Free menstrual products to be available at city facilities in Cambridge
The city supplies other hygiene products like toilet paper or soap: delegate
The City of Cambridge will become the latest municipality in Ontario to offer free menstrual products in public washrooms at city-run facilities starting early next year.
All but one council member voted in favour of a motion presented by Coun. Donna Reid on Thursday. The decision will cost to taxpayers $0.27 per household.
This is the second time Reid has brought such a motion to council. In 2019, she said she was "frustrated" when council voted her first attempt down. Since then, a number of municipalities in Ontario including the City of Kitchener have passed motions or begun pilot projects to offer pads and tampons in city-run facilities and in public schools.
At a special budget meeting Thursday, council heard from a number of delegates, including Vanessa Tonzik. Tonzik argued in support of the motion as youth action co-ordinator at the Cambridge Self-Help Food Bank.
"These products are a necessity, not a luxury," said Tonzik. "We wouldn't dream of expecting visitors to come to city facilities to provide their own toilet paper, soap or paper towels when visiting a restroom. Surely menstrual products deserve the same consideration."
Ried said compared with the last time she presented this motion to council, it was clear from the number of delegates who came to speak that it's something the community wants.
"I think that the council felt very comfortable that this was something that should happen," said Reid in an interview with CBC Kitchener-Waterloo. "And I think that over two years people have learned a great deal about this and and learned from the experiences of other cities who have done it."
Kevin Hiebert, with the social enterprise group Changing The Flow, called the council's decision a good move forward.

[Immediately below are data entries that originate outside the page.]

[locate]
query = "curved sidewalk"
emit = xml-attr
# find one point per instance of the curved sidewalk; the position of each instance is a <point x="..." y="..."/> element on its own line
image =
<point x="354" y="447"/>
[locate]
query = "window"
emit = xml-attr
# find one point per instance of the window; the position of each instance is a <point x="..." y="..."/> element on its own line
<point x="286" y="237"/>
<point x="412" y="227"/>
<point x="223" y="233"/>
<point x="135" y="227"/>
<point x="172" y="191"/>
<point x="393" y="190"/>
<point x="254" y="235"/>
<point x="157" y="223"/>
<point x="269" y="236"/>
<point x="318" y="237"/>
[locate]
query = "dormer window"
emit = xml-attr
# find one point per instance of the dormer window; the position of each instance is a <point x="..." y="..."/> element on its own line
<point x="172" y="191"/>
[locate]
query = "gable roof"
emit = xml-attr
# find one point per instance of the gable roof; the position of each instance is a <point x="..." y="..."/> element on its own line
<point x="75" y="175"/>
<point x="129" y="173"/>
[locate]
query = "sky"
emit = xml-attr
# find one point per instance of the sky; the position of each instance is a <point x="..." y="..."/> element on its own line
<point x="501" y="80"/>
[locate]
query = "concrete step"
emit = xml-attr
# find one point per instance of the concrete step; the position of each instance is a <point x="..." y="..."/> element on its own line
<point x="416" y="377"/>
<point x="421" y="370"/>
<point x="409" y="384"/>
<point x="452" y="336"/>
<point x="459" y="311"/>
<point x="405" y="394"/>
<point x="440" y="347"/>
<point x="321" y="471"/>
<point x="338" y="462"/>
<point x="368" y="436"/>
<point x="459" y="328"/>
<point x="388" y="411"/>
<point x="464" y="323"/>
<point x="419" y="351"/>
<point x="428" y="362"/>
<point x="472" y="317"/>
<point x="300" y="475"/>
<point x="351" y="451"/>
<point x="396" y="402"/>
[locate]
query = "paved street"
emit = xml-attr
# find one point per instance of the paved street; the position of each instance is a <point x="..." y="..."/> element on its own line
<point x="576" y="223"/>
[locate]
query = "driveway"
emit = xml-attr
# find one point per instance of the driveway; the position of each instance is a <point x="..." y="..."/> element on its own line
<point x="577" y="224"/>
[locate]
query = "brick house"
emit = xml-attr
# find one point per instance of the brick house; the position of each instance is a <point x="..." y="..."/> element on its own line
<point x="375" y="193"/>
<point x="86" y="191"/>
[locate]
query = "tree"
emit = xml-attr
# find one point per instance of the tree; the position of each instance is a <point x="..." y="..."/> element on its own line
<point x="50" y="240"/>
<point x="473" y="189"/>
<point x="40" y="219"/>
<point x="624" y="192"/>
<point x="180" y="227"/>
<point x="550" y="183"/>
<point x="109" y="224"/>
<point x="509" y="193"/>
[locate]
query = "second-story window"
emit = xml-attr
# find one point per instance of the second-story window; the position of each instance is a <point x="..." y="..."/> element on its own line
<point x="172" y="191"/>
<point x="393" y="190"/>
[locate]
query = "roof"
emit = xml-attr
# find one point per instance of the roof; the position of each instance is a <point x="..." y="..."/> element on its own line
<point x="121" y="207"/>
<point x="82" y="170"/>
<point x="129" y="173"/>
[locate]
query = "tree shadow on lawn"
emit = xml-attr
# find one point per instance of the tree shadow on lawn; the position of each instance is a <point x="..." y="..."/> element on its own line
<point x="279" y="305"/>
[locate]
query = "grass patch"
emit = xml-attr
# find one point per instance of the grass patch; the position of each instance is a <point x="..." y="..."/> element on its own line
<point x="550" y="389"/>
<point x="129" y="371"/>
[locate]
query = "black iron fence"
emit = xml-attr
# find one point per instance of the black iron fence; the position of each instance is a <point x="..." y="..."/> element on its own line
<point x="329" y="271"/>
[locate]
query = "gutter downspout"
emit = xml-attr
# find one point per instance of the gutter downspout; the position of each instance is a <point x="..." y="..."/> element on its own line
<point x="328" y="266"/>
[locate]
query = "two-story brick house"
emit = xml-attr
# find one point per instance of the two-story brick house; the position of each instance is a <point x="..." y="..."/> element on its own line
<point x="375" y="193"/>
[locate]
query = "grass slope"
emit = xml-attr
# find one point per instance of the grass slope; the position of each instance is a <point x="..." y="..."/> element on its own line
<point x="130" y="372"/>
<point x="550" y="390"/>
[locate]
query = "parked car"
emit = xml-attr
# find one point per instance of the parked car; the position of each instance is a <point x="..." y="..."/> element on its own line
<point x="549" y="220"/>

The only councillor to vote against Reid's motion was Coun. Nicholas Ermeta, who took issue with accommodating people who need tampons and pads, over those who he said — for example — are on blood thinners, bleed easily and may need access to bandages.
"I guess the struggle with me is that there are a number of different needs in the community," said Ermeta on Thursday. "So I would prefer a different approach rather than just providing a free product in every washroom."
The program will cost the City of Cambridge $18,400, to set up, and then $4,000 yearly for supplies. Staff has yet to determine if products will be distributed through a dispensary or a tray/basket service, said Reid.